Source code is always stored in a Version Control Repository.  IKAN ALM integrates with all the typical versioning systems including Apache Subversion, CVS, Git, Microsoft Visual SourceSafe (VSS), IBM Rational ClearCase (UCM & LT), Serena PVCS Version Manager, et al.  The choice of IDE often drives the choice of the Version Control System (VCS), where organizations can have more than one operational VCS.  IKAN ALM is a solution that provides a unique process control over all versioning systems present in the organization.  IKAN ALM stores each build result within its central server filesystem, labelling the source accordingly in the associated versioning system, guaranteeing a correct source-build relationship.

IKAN ALM safeguards Authentication & Authorization interacting with the organizations security deployment (E.g. Active Directory, LDAP, Kerberos, et al) via the Java Authentication and Authorization Service (JAAS) interface.

IKAN ALM audits any changes (E.g. Who, What, Why, When, Approver, et al), orchestrating the various components and phases of Application Lifecycle Management, delivering an automated workflow to drive a continuous flow of activity throughout the development lifecycle, efficiently coordinating and optimizing application development changes.
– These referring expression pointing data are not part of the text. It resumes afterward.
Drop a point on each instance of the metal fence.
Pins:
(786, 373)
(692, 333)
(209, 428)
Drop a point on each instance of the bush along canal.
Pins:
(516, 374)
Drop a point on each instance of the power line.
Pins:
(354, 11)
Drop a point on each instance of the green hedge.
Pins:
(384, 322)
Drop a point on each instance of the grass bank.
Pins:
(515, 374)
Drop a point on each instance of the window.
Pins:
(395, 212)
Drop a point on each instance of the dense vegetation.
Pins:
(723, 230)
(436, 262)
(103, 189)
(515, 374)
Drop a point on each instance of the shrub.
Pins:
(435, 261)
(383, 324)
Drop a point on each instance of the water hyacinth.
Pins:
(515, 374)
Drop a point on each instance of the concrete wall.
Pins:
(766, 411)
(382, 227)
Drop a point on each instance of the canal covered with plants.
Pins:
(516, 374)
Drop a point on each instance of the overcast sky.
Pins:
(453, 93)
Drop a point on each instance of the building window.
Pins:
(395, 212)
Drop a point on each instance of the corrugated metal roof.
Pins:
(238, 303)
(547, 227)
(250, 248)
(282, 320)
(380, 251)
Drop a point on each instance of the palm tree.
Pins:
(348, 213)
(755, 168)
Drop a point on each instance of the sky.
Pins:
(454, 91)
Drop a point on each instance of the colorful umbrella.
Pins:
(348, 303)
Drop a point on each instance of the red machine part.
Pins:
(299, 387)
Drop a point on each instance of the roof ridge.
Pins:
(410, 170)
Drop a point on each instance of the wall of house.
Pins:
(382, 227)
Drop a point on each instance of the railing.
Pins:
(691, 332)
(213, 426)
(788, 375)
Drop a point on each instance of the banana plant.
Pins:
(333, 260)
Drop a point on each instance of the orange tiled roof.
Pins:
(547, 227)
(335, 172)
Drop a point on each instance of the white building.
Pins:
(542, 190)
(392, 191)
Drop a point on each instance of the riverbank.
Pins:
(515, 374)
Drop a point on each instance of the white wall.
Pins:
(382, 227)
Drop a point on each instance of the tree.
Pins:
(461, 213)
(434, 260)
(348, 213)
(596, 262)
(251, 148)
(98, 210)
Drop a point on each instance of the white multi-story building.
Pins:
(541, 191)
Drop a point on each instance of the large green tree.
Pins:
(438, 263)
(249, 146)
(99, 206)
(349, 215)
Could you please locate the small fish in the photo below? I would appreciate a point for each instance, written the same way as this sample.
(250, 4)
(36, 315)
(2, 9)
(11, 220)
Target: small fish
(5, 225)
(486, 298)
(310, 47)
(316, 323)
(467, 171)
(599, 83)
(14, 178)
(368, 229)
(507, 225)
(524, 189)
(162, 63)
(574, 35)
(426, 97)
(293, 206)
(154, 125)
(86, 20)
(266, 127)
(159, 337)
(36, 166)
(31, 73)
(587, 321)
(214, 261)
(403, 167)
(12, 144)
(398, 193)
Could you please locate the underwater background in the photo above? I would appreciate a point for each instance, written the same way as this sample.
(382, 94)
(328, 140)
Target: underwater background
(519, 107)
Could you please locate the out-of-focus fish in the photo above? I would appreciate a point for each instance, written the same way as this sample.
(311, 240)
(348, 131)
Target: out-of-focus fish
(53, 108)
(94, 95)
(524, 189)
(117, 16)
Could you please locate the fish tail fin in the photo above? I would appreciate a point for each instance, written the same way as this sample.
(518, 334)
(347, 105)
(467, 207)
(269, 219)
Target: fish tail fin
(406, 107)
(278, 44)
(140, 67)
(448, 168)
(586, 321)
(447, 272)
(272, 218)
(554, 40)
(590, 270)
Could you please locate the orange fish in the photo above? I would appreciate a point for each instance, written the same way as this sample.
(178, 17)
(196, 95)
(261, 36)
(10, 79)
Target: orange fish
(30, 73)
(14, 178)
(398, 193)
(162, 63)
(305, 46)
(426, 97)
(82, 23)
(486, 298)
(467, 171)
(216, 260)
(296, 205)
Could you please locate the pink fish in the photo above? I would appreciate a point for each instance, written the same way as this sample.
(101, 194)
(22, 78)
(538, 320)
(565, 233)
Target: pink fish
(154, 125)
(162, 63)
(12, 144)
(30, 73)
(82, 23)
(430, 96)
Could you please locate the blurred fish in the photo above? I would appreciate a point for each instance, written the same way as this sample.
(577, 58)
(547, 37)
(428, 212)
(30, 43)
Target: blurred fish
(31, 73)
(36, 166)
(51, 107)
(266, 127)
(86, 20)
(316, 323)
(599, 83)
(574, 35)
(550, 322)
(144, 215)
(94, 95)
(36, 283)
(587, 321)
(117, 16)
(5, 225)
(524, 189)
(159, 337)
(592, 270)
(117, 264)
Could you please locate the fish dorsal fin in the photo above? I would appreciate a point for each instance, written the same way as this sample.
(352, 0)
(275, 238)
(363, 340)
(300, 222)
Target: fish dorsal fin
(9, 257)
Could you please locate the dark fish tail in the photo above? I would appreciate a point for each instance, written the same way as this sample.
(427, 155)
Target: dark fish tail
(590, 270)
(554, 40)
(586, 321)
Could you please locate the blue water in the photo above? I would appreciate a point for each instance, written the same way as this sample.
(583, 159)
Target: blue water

In an environment with ever increasing mandatory regulatory compliance requirements, IKAN ALM simplifies the processes for delivering such compliance.  As per the IKAN ALM Build, Deploy, Lifecycle and Approval Management framework, compliance for industry standard regulations (E.g. CMM, ITIL, Sarbanes-Oxley, Six Sigma, et al) is delivered via a reliable, repeatable and auditable process throughout the development life cycle.

Clearly any IT organization can benefit from a fully integrated ALM 2.0+ solution, by enforcing and safeguarding the ALM process is repeatable, reliable and documented.  Regardless of the development team headcount size, ALM releases key people from repetitive and less interesting tasks, allowing them to focus on delivering today’s Analytics based, Cloud, Mobile and Social applications.  A fully integrated ALM 2.0+ solution such as IKAN ALM allows for simplified legacy environment modernization, while simultaneously allowing for experimentation and improvement of all environments alike, both legacy and new.

In conclusion, savvy organizations will safeguard that their Application Development and Operations teams collaborate as per the DevOps framework and decide how they want to implement processes for their environment and more importantly, their business.  This focus should avoid any notion of asking the ubiquitous Application Development ISV, “which tools we should use”!  Similarly, recognizing the integration foundation of ALM 2.0+ will eliminate any notion to displace existing technologies and processes, unless absolutely required.  The need for agile, rapid and quality source code development and delivery is obvious, as is the related solution, which is inevitably pragmatic, evolutionary and multiple vendor tool based.